Langmuir’s adsorption isotherm is based on the kinetic theory of gases. Langmuir considered adsorption to consist of the following two opposing processes.
(i) Adsorption of the gas molecules on the surface of the solid.
(ii) Desorption of the adsorbed molecules from the surface of the solid.
In the Langmuir model, the adsorbent surface is considered to possess a number of active interaction sites for adsorption. Langmuir derived a relation between adsorbed material and its equilibrium concentration, i.e.
$\dfrac{x}{m} = K{C_e}^{\frac{1}{n}}$
Where x = mass of solute adsorbed
m = Mass of adsorbent
${C_e} = $Equilibrium concentration of solute
$K,{\text{ n}} = $Equilibrium constant
Thus, the adsorption can be given by the following Langmuir expression,
$\dfrac{x}{m} = \dfrac{{ap}}{{1 + bp}}$
Where x = mass of gas in gm
m = Mass of adsorbent in gm
p = Pressure
a and b = Langmuir parameter
Validity of Langmuir adsorption isotherm:
(a) At moderate pressure$;\dfrac{x}{m} = \dfrac{{ap}}{{1 + bp}}$
(b) At low pressure; bp < < 1
$\therefore \dfrac{x}{m} = ap{\text{ i}}{\text{.e}}{\text{. }}\dfrac{x}{m} \propto p$
(c) At high pressure$;{\text{ bp}} > > 1$
$\therefore \dfrac{x}{m} = \dfrac{{ap}}{{bp}} = \dfrac{a}{b} = $constant
The Langmuir expression can be represented as under
$\dfrac{x}{m} = \dfrac{{ap}}{{1 + bp}}{\text{ or }}\dfrac{{x/m}}{p} = \dfrac{a}{{1 + bp}}$
On taking reciprocal,
\[\dfrac{p}{{x/m}} = \dfrac{{1 + bp}}{a} = \dfrac{1}{a} + \dfrac{{bp}}{a}\]
Since, a and b are constant. Hence, graph between $\dfrac{p}{{x/m}}$ and p should be a straight line and the slope is equal to $\dfrac{b}{a}$, intercept is equal to $\dfrac{1}{a}$.

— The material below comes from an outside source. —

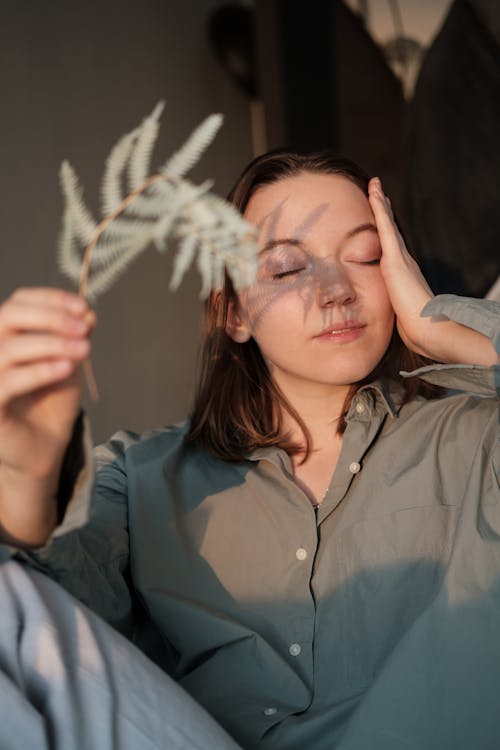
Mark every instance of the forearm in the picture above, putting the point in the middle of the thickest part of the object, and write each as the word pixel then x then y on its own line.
pixel 28 507
pixel 450 342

According to Langmuir adsorption, the amount of gas adsorbed at a very high pressure, reaches a constant limiting value.

Hence, the correct option is (A).

Note: The process of adsorption depends on the nature of gas, temperature, pressure and surface area of adsorbent. The isotherm explains the effect of pressure on the process of adsorption. But the pressure does not play the same role after reaching a saturation value. The process of adsorption stops when the surface area of adsorbent is fully covered but there is a dynamic equilibrium between adsorption and desorption. The adsorbing gas adsorbs into an immobile state. Each site can hold at most one molecule of mono – layer coverage only, no interaction between adsorbate molecules on adjacent sites.